Improvvisamente, una testa rossa fece capolino tra gli studenti. Fabio stava parlando amabilmente con la sua compagna di squadra, in attesa del suo turno. Bruno si avvicinò veloce e catturò la loro attenzione: "Ciao, ragazzi. Fate squadra?"

Fabio si voltò verso di lui sorpreso, ma quando realizzò chi fosse, si mostrò contento. Non era difficile capire che apprezzava la presenza del suo amico.

"Sì" esclamò "anche tu partecipi?"

Bruno annuì convinto, sentì la professoressa radunare il secondo gruppo di corridori e si affrettò a dire: "Vi piacerebbe scambiarci i compagni?"

La ragazza vicino a Fabio spalancò gli occhi sconvolta, era evidente quanto fosse attratta dall'idea e quanto volesse credere a ciò che aveva appena sentito.

Tuttavia Fabio non era un genio a cogliere i segnali, perciò ribatté ingenuamente: "Perché?"

Bruno sospirò stanco, non poteva dargli una spiegazione plausibile, non ci aveva proprio pensato.

"Così" si limitò a rispondere alzando le spalle "è divertente"

Fabio lo studiò confuso, poi i suoi occhi si illuminarono come se avesse avuto una rivelazione e si entusiasmò: "Vuoi fare squadra con me?"

Bruno corrugò le sopracciglia perplesso, non era il risvolto che si sarebbe aspettato, preferiva che Fabio facesse squadra con Cecilia, era sicuro che sarebbe stato gentile con lei.

"No" disse schiettamente "voglio fare squadra con lei" con un cenno della testa indicò la ragazza vicino a Fabio, la quale ebbe quasi un mancamento.

"Ah" sussurrò deluso Fabio, abbassando lo sguardo "chi è il tuo compagno di squadra, allora?"
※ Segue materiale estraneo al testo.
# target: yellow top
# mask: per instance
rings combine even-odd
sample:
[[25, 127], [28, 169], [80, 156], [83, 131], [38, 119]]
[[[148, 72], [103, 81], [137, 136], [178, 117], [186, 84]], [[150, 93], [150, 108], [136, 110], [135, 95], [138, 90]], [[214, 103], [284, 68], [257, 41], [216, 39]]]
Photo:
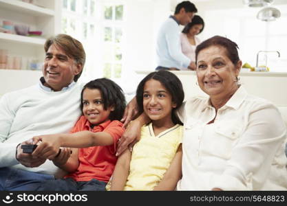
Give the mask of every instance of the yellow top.
[[156, 137], [151, 123], [142, 126], [140, 140], [133, 148], [124, 190], [152, 190], [169, 168], [182, 143], [182, 133], [183, 126], [179, 124]]

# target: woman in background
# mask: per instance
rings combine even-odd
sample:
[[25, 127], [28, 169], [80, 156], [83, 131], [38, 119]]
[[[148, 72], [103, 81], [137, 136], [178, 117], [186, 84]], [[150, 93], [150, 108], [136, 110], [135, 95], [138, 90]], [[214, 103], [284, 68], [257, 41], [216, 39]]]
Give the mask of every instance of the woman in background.
[[197, 36], [204, 28], [204, 21], [198, 15], [195, 15], [191, 23], [188, 23], [180, 34], [180, 43], [182, 53], [193, 62], [192, 70], [195, 70], [195, 49], [201, 41]]

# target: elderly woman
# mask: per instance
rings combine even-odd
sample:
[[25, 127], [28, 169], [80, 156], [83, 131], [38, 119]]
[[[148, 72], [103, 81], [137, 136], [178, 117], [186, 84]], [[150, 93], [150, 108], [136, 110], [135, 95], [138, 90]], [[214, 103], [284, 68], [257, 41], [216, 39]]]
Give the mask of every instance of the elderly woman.
[[[209, 97], [193, 98], [178, 113], [185, 128], [178, 190], [287, 189], [286, 126], [274, 105], [239, 84], [237, 47], [216, 36], [196, 48], [198, 84]], [[148, 119], [134, 122], [120, 152]]]

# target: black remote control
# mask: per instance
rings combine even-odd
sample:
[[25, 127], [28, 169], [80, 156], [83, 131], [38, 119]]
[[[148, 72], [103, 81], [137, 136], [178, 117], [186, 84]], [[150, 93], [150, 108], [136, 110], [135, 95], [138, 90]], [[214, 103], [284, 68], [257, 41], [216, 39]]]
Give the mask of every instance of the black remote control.
[[37, 145], [36, 144], [23, 144], [21, 146], [21, 148], [23, 149], [23, 153], [31, 154], [36, 149]]

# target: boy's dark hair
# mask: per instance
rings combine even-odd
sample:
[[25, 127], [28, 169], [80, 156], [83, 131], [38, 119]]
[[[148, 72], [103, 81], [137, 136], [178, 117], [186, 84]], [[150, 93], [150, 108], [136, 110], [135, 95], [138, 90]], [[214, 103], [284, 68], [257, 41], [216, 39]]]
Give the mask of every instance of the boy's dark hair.
[[99, 78], [87, 83], [81, 93], [81, 109], [83, 111], [83, 93], [85, 89], [96, 89], [100, 91], [104, 109], [114, 106], [114, 110], [109, 116], [110, 120], [120, 120], [126, 106], [125, 95], [122, 89], [114, 81], [107, 78]]
[[184, 99], [184, 92], [182, 84], [180, 79], [174, 73], [165, 71], [160, 70], [151, 72], [141, 80], [136, 89], [136, 102], [138, 103], [139, 113], [143, 112], [143, 91], [145, 83], [149, 80], [159, 81], [171, 95], [171, 100], [176, 104], [176, 107], [173, 108], [171, 112], [171, 119], [173, 124], [182, 125], [176, 113], [176, 109], [179, 108]]
[[198, 9], [193, 3], [190, 2], [189, 1], [184, 1], [176, 5], [174, 14], [178, 14], [182, 8], [184, 9], [186, 12], [196, 13], [198, 12]]
[[191, 22], [187, 24], [187, 25], [184, 27], [184, 28], [182, 30], [182, 33], [187, 34], [189, 32], [189, 30], [195, 25], [200, 24], [202, 25], [202, 29], [200, 30], [200, 34], [203, 29], [204, 28], [204, 21], [203, 21], [202, 18], [201, 18], [198, 15], [194, 15], [193, 18], [191, 19]]

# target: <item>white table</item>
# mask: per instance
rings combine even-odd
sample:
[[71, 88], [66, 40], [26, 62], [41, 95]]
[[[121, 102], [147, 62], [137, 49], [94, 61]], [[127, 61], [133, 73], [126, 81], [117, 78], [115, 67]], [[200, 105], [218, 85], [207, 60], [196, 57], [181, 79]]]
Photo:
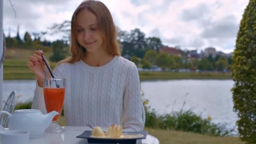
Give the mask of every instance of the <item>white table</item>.
[[[91, 130], [87, 127], [66, 126], [65, 131], [61, 133], [45, 132], [43, 136], [29, 139], [29, 144], [88, 144], [86, 139], [77, 138], [85, 131]], [[102, 128], [106, 131], [107, 128]], [[138, 142], [138, 141], [137, 141]], [[140, 142], [139, 143], [141, 144]], [[159, 144], [159, 141], [155, 137], [148, 134], [146, 139], [143, 139], [142, 144]]]

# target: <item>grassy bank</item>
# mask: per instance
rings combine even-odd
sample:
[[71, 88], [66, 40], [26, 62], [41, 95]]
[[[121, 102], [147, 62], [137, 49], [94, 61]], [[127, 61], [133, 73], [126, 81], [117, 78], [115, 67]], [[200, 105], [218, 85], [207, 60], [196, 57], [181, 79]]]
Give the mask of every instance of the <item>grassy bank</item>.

Bruno si guardò intorno alla ricerca di Cecilia e finalmente la vide in disparte, lontano dalla folla nella quale si trovavano loro.

"Lei" disse , indicandola con un dito. Fabio aguzzò la vista e rispose: "L'amica di tua sorella?"

Bruno annuì deciso e, con un sussurro, ribatté: "Cecilia"

Fabio la osservò ancora un po' confuso e dispiaciuto, non tanto per la ragazza con la quale doveva fare squadra, quanto perché il suo amico l'aveva rifiutato.

Si incamminò verso di lei dicendo: "Va bene"

Mentre superava Bruno, quest'ultimo gli poggiò una mano sulla spalla, si inclinò leggermente verso di lui e, a voce bassa, concluse: "Grazie, amico. Vediamo se riesci a battermi"

Questo bastò per raccendere l'entusiasmo di Fabio, facendo riaffiorare un sorriso sulle sue labbra. Gli lanciò uno sguardo convinto e si allontanò a passo rapido.

Bruno osservò Cecilia e Fabio che parlavano e, dal sorriso gentile che lui le rivolgeva, capì di aver fatto la scelta giusta. Quasi non si rese conto che l ragazza vicino a lui gli stava dicendo qualcosa: "Sono contenta che vuoi fare squadra con me" le sue guance si tinsero di rosa e i suoi occhi si fecero civettuoli.

"Come, scusa?" domandò Bruno distratto, realizzando solo un quel momento come poteva aver interpretato lei il suo comportamento.

"Non credevo di interessarti, invece..." ripetè lei, arrossendo ancora una volta.

Bruno si portò una mano dietro al collo, in evidente difficoltà, assunse un'espressione contrariata e domandò schiettamente: "Com'è che ti chiami?"